Nashotah Lectures on Lancelot Andrewes
Linking Orthodoxy and Anglicanism
by Scott Albergate

A Russian Orthodox scholar was the featured speaker at a symposium on Anglican divine Lancelot Andrewes held at Nashotah House Oct. 27-28.

Nicholas Lossky, the son of noted Orthodox theologian Vladimir Lossky, delivered two lectures on "Lancelot Andrewes: Anglican Spiritual Master (1555-1626)." Dr. Lossky is a historian and professor at the University of Paris and St. Sergius Orthodox Institute. In 1991, he published a theological study of Andrewes' famous sermons, Lancelot Andrewes The Preacher.

"Andrewes is a natural bridge between the Latin and Greek Fathers of the church," Dr. Lossky said. "He is an important link in ecumenism between Anglicanism and Orthodoxy."

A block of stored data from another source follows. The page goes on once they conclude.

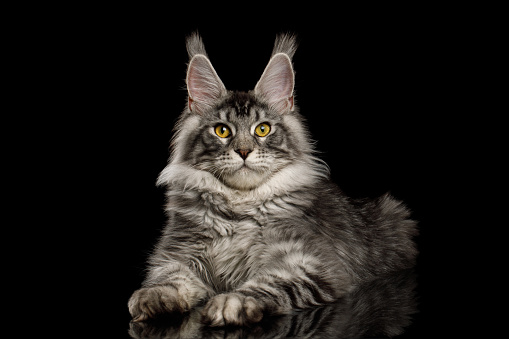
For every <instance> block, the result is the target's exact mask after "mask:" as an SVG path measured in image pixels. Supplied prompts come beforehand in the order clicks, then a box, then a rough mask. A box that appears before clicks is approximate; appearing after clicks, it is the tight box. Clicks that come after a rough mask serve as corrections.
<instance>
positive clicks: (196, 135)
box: [183, 92, 299, 190]
mask: <svg viewBox="0 0 509 339" xmlns="http://www.w3.org/2000/svg"><path fill="white" fill-rule="evenodd" d="M199 120H200V121H199V125H200V128H198V129H197V130H196V131H194V132H191V133H190V135H189V138H188V143H187V146H188V147H187V152H185V153H184V154H185V155H184V157H183V158H184V160H185V161H186V162H187V163H188V164H189V165H191V166H192V167H194V168H196V169H200V170H204V171H208V172H210V173H211V174H213V175H214V176H215V177H216V178H217V179H219V180H220V181H222V182H223V183H224V184H226V185H227V186H229V187H231V188H235V189H239V190H249V189H253V188H255V187H258V186H259V185H261V184H262V183H263V182H265V181H266V180H267V179H268V178H270V177H271V176H272V174H273V173H276V172H278V171H279V170H281V169H282V168H284V167H285V166H287V165H288V164H290V163H292V162H293V161H294V160H295V159H297V158H298V155H299V149H298V145H297V143H298V141H297V140H295V138H293V137H292V133H291V131H292V130H291V128H290V126H288V125H287V123H286V121H285V120H288V119H284V116H283V115H281V114H280V113H278V112H277V111H275V110H273V109H271V108H270V107H269V106H268V105H267V104H266V103H264V102H263V101H260V100H258V99H257V98H256V96H255V95H254V93H243V92H232V93H229V94H228V95H227V96H226V97H225V98H224V99H223V100H222V101H221V102H219V104H218V105H217V106H216V107H214V109H211V110H209V111H208V112H207V113H205V114H203V115H201V116H200V119H199ZM290 120H291V119H290Z"/></svg>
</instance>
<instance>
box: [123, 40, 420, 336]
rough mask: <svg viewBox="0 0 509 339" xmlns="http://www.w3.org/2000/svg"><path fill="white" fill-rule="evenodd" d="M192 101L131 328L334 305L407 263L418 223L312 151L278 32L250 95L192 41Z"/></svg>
mask: <svg viewBox="0 0 509 339" xmlns="http://www.w3.org/2000/svg"><path fill="white" fill-rule="evenodd" d="M187 47H188V52H189V55H190V63H189V65H188V72H187V79H186V83H187V87H188V93H189V100H188V105H187V107H186V109H185V110H184V112H183V113H182V115H181V117H180V120H179V122H178V123H177V126H176V134H175V136H174V139H173V141H172V156H171V159H170V162H169V164H168V166H167V167H166V168H165V169H164V170H163V171H162V172H161V174H160V176H159V179H158V184H160V185H165V186H167V187H168V191H167V204H166V213H167V215H168V218H169V221H168V224H167V226H166V228H165V229H164V231H163V234H162V236H161V238H160V240H159V242H158V244H157V245H156V247H155V249H154V252H153V254H152V255H151V257H150V259H149V268H148V274H147V277H146V279H145V281H144V283H143V287H142V288H141V289H139V290H137V291H135V292H134V294H133V296H132V297H131V299H130V301H129V310H130V312H131V314H132V316H133V318H134V321H143V320H145V319H148V318H151V317H155V316H157V315H159V314H162V313H172V312H180V313H182V312H186V311H188V310H190V309H191V308H193V307H195V306H197V305H199V304H200V303H202V302H206V303H207V304H206V306H205V308H204V311H203V316H204V320H205V321H206V322H207V323H209V324H210V325H212V326H223V325H245V324H249V323H253V322H258V321H260V320H261V319H262V317H263V315H264V314H284V313H288V312H289V311H290V310H292V309H296V308H306V307H310V306H313V305H323V304H326V303H330V302H333V301H335V300H337V299H338V298H340V297H341V296H343V295H345V294H346V293H347V292H348V291H350V290H351V289H352V288H353V286H354V285H355V284H356V283H358V282H361V281H365V280H369V279H371V278H373V277H375V276H379V275H381V274H384V273H388V272H391V271H394V270H397V269H403V268H408V267H411V266H412V265H413V261H414V258H415V256H416V253H417V251H416V248H415V245H414V243H413V241H412V237H413V236H415V234H416V225H415V222H414V221H412V220H410V219H409V218H408V217H409V212H408V210H407V209H406V208H405V207H404V206H403V205H402V204H401V203H400V202H398V201H396V200H394V199H393V198H391V197H390V196H389V195H385V196H383V197H380V198H379V199H376V200H373V201H370V200H353V199H350V198H348V197H346V196H345V195H344V194H343V193H342V192H341V191H340V189H339V188H338V187H337V186H336V185H334V184H333V183H332V182H331V181H330V180H329V178H328V168H327V166H326V165H325V164H324V163H323V162H321V161H320V160H319V159H317V158H316V157H315V156H314V155H313V147H312V144H311V142H310V138H309V134H308V132H307V130H306V128H305V124H304V122H303V119H302V117H301V116H300V114H299V113H298V109H297V107H296V106H295V105H294V97H293V85H294V72H293V65H292V63H291V58H292V56H293V53H294V52H295V43H294V39H293V38H292V37H291V36H288V35H283V36H280V37H278V39H277V40H276V44H275V48H274V51H273V54H272V57H271V60H270V61H269V64H268V65H267V67H266V69H265V71H264V73H263V75H262V77H261V79H260V81H259V82H258V83H257V85H256V87H255V89H254V90H253V91H250V92H235V91H227V90H226V89H225V88H224V85H223V84H222V82H221V80H220V79H219V77H218V76H217V74H216V73H215V70H214V69H213V67H212V65H211V63H210V61H209V59H208V57H207V55H206V53H205V49H204V47H203V44H202V42H201V39H200V38H199V36H197V35H193V36H192V37H190V38H189V39H188V45H187Z"/></svg>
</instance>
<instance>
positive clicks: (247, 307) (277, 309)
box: [203, 244, 351, 326]
mask: <svg viewBox="0 0 509 339" xmlns="http://www.w3.org/2000/svg"><path fill="white" fill-rule="evenodd" d="M291 247H293V250H292V249H289V248H288V246H286V248H285V251H284V253H278V255H277V256H274V257H272V260H269V262H270V264H266V265H264V267H261V268H260V269H259V270H258V272H257V273H256V274H254V275H253V277H252V278H251V279H249V280H248V281H246V282H245V283H244V284H242V285H241V286H240V287H239V288H238V289H236V290H235V291H233V292H231V293H225V294H219V295H216V296H214V297H212V298H211V299H210V300H209V302H208V303H207V305H206V306H205V308H204V309H203V317H204V321H205V322H206V323H208V324H209V325H210V326H226V325H249V324H251V323H256V322H259V321H260V320H261V319H262V318H263V315H264V314H271V315H276V314H286V313H289V312H290V311H291V310H292V309H303V308H308V307H312V306H318V305H324V304H328V303H332V302H334V301H336V300H337V299H338V298H339V297H340V296H342V295H344V294H346V293H347V292H348V290H350V288H351V278H350V276H349V275H348V274H347V273H346V272H345V270H344V268H343V267H342V266H341V265H340V264H339V263H338V262H339V260H338V259H337V258H334V259H335V260H334V259H332V258H327V257H323V256H322V257H319V256H317V257H314V256H313V255H312V254H309V253H306V252H303V251H302V248H299V247H300V246H299V244H292V246H291ZM322 250H323V249H322Z"/></svg>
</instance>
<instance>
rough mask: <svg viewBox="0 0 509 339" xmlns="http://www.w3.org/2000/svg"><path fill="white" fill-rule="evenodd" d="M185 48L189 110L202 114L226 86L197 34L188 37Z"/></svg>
mask: <svg viewBox="0 0 509 339" xmlns="http://www.w3.org/2000/svg"><path fill="white" fill-rule="evenodd" d="M187 49H188V52H189V56H190V58H191V61H190V62H189V65H188V66H187V76H186V84H187V92H188V95H189V97H188V105H189V110H190V111H192V112H196V113H198V114H203V112H205V111H206V110H208V109H210V108H212V107H213V106H214V104H215V102H216V101H217V100H218V99H219V98H220V97H221V96H223V95H224V94H225V93H226V88H225V87H224V85H223V82H222V81H221V79H220V78H219V76H218V75H217V73H216V71H215V70H214V67H212V64H211V63H210V61H209V59H208V58H207V55H206V53H205V48H204V47H203V44H202V42H201V39H200V37H199V36H198V35H197V34H195V35H193V36H192V37H190V38H189V39H188V43H187Z"/></svg>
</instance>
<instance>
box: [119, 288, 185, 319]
mask: <svg viewBox="0 0 509 339" xmlns="http://www.w3.org/2000/svg"><path fill="white" fill-rule="evenodd" d="M128 307H129V313H131V316H132V317H133V320H132V321H133V322H140V321H145V320H147V319H149V318H155V317H157V316H158V315H161V314H164V313H184V312H186V311H188V310H189V309H190V307H189V304H188V303H187V302H186V301H185V300H184V299H183V298H182V297H181V296H180V295H179V294H178V292H177V290H176V289H175V288H173V287H171V286H157V287H148V288H140V289H139V290H137V291H135V292H134V293H133V295H132V296H131V298H130V299H129V303H128Z"/></svg>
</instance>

A contemporary of Richard Hooker and the teacher of George Herbert, Lancelot Andrewes lived during the "golden age of Anglicanism" in the early 17th century. Andrewes had a distinguished ecclesial career, serving as Bishop of Winchester and dean of Westminster Abbey. Throughout his life he was a devoted scholar of the early Christian church. Dr. Lossky described Andrewes' sermons as having "recovered the mind and spirit of the Fathers of the Church and the catholic mind of the church."

But Andrewes' sermons were also deeply rooted in experience, Dr. Lossky noted, for they reveal "a spirituality that was absolutely inseparable from theology." In his private life, Andrewes recorded his prayers and reflections in a manual known as the Preces Privatae. These private devotions depict a man in deep communion with God. Andrewes' sermons seek to convey this "lived experience" of the Christian faith to the English Church of his time, Dr. Lossky said.

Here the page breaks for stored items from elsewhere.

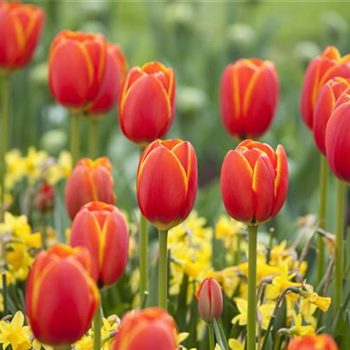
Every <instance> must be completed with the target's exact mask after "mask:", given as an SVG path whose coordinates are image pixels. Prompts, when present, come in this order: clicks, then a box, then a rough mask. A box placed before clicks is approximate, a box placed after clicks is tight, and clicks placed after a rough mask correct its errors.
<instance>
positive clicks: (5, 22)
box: [0, 1, 44, 71]
mask: <svg viewBox="0 0 350 350" xmlns="http://www.w3.org/2000/svg"><path fill="white" fill-rule="evenodd" d="M43 24H44V13H43V11H42V10H41V9H39V8H37V7H35V6H33V5H28V4H22V3H20V2H17V1H16V2H7V1H0V33H1V35H0V70H4V71H12V70H15V69H18V68H22V67H23V66H25V65H26V64H28V63H29V61H30V60H31V59H32V57H33V54H34V51H35V48H36V46H37V44H38V41H39V38H40V35H41V31H42V28H43Z"/></svg>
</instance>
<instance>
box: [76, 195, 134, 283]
mask: <svg viewBox="0 0 350 350" xmlns="http://www.w3.org/2000/svg"><path fill="white" fill-rule="evenodd" d="M70 244H71V246H73V247H77V246H81V247H85V248H86V249H87V250H88V251H89V253H90V256H91V261H92V276H93V277H94V279H95V281H97V282H98V285H99V287H102V286H109V285H111V284H113V283H115V282H116V281H118V280H119V278H120V277H121V276H122V274H123V272H124V269H125V267H126V263H127V261H128V250H129V232H128V226H127V223H126V221H125V219H124V217H123V215H122V214H121V212H120V211H119V210H118V209H117V208H116V207H115V206H113V205H110V204H106V203H102V202H90V203H89V204H87V205H85V206H83V207H82V208H81V209H80V211H79V212H78V214H77V215H76V216H75V218H74V221H73V225H72V230H71V236H70Z"/></svg>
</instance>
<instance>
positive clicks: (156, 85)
mask: <svg viewBox="0 0 350 350" xmlns="http://www.w3.org/2000/svg"><path fill="white" fill-rule="evenodd" d="M174 115H175V74H174V71H173V70H172V68H166V67H164V66H163V65H162V64H160V63H158V62H151V63H147V64H145V65H144V66H143V67H142V68H140V67H134V68H132V69H131V70H130V71H129V72H128V73H127V75H126V78H125V81H124V84H123V88H122V92H121V96H120V100H119V124H120V127H121V129H122V131H123V134H124V135H125V136H126V137H127V138H128V139H129V140H131V141H133V142H135V143H137V144H141V145H146V144H148V143H149V142H152V141H154V140H155V139H157V138H162V137H163V136H164V135H165V134H166V133H167V132H168V130H169V128H170V127H171V124H172V123H173V119H174Z"/></svg>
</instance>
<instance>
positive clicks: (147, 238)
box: [140, 214, 148, 305]
mask: <svg viewBox="0 0 350 350" xmlns="http://www.w3.org/2000/svg"><path fill="white" fill-rule="evenodd" d="M147 265H148V228H147V219H146V218H145V217H144V216H143V215H142V214H141V217H140V305H143V300H144V298H145V292H146V291H147V289H148V285H147V284H148V266H147Z"/></svg>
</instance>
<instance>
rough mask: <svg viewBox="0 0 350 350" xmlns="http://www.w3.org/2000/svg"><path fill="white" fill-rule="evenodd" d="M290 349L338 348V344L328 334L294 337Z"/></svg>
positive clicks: (322, 349) (327, 348)
mask: <svg viewBox="0 0 350 350" xmlns="http://www.w3.org/2000/svg"><path fill="white" fill-rule="evenodd" d="M288 350H338V347H337V344H336V343H335V341H334V340H333V338H332V337H331V336H330V335H328V334H321V335H314V336H308V337H303V338H296V339H293V340H292V341H291V342H290V344H289V346H288Z"/></svg>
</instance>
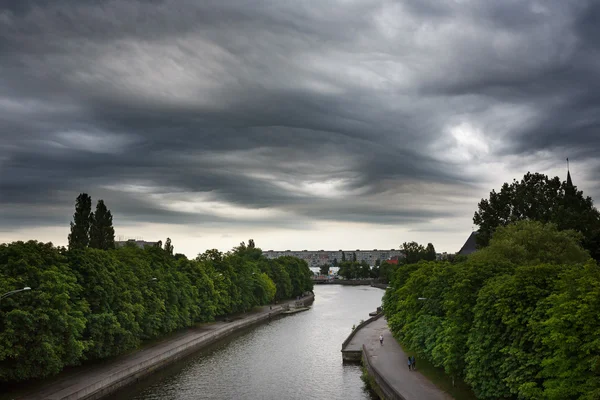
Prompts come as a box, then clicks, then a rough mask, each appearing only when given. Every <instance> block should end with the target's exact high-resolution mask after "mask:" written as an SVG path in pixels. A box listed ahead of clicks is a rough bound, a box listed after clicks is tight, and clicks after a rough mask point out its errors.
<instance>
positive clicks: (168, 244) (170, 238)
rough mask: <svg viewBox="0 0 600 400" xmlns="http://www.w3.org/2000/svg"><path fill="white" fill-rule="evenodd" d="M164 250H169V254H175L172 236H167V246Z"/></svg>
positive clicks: (165, 246)
mask: <svg viewBox="0 0 600 400" xmlns="http://www.w3.org/2000/svg"><path fill="white" fill-rule="evenodd" d="M164 250H165V251H166V252H167V254H169V255H171V256H172V255H173V245H172V244H171V238H167V241H166V242H165V247H164Z"/></svg>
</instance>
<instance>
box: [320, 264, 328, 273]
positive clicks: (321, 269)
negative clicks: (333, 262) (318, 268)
mask: <svg viewBox="0 0 600 400" xmlns="http://www.w3.org/2000/svg"><path fill="white" fill-rule="evenodd" d="M319 273H320V274H321V275H327V274H329V265H327V264H323V265H321V266H320V267H319Z"/></svg>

He added that for this reason Andrewes is very much like Orthodox theologians for whom the role of personal spirituality is an essential part of "doing theology." Recalling T.S. Eliot's 1928 essay, "For Lancelot Andrewes," Lossky observed that Andrewes was "at one with the subject of God when he preached."

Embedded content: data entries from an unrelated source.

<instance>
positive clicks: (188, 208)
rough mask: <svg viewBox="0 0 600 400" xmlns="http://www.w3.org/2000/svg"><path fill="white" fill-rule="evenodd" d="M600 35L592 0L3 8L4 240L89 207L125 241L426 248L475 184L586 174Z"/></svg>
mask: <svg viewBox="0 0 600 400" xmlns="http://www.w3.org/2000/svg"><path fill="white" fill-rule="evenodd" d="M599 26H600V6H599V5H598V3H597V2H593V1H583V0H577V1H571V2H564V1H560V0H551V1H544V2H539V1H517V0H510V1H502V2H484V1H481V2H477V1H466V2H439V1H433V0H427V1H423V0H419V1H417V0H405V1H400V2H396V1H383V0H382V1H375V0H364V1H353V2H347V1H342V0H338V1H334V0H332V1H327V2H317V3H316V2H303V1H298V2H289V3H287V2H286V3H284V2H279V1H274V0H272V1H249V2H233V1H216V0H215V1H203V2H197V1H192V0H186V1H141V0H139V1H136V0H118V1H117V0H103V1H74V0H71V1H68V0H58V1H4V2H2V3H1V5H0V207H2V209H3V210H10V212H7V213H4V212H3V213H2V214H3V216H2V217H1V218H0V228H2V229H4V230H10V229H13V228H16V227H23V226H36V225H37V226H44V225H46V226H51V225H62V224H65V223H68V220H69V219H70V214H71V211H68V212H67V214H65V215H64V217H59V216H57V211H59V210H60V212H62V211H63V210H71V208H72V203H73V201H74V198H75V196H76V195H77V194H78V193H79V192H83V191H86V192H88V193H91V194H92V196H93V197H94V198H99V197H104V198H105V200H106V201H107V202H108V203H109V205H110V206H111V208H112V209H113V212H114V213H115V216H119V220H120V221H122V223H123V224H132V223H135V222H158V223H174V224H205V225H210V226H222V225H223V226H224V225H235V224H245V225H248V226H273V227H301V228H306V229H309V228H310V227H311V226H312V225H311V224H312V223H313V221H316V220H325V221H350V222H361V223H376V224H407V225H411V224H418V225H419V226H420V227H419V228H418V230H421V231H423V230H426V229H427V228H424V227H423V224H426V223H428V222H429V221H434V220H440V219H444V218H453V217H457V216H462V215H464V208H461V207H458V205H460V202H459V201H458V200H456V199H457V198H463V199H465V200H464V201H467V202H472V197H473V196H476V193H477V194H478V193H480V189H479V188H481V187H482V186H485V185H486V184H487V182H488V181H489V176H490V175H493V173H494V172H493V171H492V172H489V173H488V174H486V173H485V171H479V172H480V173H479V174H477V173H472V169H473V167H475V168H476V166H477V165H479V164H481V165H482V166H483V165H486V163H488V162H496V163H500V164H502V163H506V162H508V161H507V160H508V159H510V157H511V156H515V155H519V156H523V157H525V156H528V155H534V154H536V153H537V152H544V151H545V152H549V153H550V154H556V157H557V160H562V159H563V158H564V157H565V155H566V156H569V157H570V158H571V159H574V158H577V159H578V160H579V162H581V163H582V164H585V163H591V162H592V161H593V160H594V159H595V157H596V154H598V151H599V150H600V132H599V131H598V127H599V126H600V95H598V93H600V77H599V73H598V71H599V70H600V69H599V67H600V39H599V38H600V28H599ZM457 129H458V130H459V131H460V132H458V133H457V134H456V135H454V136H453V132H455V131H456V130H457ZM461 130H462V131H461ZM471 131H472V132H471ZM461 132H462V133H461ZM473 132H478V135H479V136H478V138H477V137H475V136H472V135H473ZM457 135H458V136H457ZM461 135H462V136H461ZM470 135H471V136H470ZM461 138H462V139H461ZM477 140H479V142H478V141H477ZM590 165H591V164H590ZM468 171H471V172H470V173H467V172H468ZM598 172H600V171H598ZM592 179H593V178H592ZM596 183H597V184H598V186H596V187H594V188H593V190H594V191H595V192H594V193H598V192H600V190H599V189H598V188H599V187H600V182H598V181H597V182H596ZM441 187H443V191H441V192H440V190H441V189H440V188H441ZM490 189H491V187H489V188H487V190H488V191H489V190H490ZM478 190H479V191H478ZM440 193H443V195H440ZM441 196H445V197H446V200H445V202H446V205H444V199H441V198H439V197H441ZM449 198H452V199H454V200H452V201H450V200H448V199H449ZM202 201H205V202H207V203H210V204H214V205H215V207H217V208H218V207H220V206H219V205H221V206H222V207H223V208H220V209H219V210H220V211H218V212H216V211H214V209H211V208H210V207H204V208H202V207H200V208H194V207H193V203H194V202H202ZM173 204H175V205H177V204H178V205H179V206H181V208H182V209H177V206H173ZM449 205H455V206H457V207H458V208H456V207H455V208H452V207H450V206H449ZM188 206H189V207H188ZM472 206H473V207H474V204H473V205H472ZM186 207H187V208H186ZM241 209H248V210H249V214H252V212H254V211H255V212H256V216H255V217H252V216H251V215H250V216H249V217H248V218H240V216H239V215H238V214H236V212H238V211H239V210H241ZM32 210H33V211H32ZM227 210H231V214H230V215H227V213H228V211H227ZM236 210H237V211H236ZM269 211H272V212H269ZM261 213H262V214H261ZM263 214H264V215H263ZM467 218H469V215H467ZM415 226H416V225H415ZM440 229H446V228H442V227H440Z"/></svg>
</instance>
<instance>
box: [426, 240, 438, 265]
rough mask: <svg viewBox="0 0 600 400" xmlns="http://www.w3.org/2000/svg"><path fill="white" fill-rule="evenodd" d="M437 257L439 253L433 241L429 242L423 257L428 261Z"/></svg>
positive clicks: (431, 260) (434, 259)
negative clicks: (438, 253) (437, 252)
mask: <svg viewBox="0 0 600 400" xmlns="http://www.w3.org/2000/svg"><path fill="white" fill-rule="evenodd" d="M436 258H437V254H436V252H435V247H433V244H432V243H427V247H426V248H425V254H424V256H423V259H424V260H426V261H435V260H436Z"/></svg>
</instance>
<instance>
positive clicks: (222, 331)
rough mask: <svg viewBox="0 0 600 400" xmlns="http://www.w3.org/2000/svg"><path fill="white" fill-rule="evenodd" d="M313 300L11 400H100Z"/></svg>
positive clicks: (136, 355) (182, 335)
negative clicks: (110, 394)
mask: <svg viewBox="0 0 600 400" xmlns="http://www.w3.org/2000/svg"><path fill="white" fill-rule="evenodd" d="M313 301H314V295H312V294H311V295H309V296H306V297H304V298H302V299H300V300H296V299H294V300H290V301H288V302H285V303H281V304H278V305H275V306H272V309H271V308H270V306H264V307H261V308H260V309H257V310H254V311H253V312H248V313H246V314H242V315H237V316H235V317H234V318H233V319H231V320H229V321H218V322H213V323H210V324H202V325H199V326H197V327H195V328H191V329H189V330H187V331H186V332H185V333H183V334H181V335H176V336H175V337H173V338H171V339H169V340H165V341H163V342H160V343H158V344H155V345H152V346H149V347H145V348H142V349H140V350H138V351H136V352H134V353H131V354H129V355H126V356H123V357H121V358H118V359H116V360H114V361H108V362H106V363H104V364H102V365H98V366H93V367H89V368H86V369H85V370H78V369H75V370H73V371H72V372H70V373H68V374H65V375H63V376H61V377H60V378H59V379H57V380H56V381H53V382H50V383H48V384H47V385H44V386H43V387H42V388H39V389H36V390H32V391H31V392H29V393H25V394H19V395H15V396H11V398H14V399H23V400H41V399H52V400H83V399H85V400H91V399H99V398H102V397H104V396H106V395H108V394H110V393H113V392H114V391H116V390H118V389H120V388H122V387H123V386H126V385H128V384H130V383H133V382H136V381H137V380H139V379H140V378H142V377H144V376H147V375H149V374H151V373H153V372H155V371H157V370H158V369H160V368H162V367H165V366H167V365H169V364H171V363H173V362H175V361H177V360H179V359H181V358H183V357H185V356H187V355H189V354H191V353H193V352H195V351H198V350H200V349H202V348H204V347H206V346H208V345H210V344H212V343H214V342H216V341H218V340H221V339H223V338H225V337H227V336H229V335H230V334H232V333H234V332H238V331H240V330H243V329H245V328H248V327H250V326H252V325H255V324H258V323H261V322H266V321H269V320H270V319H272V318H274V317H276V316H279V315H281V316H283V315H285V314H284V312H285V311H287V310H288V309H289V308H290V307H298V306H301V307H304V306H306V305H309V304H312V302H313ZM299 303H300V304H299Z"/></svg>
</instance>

"The Holy Spirit comes to us first and we echo the Spirit in our own words back to God," Dr. Lossky said in describing Andrewes' theology of preaching. "Andrewes' aim always was to lead his hearers to prayer."

Andrewes defended the sacrament of confession and the priest's power of absolution against the rising tide of Puritanism and Calvinism in 17th-century England. For Andrewes, confession was meant to lead the penitent to reconciliation with the eucharistic community of the church, Dr. Lossky said. "Andrewes is important to all persons who take Christianity seriously," he added. "He is a spiritual master in the fullest sense of the term."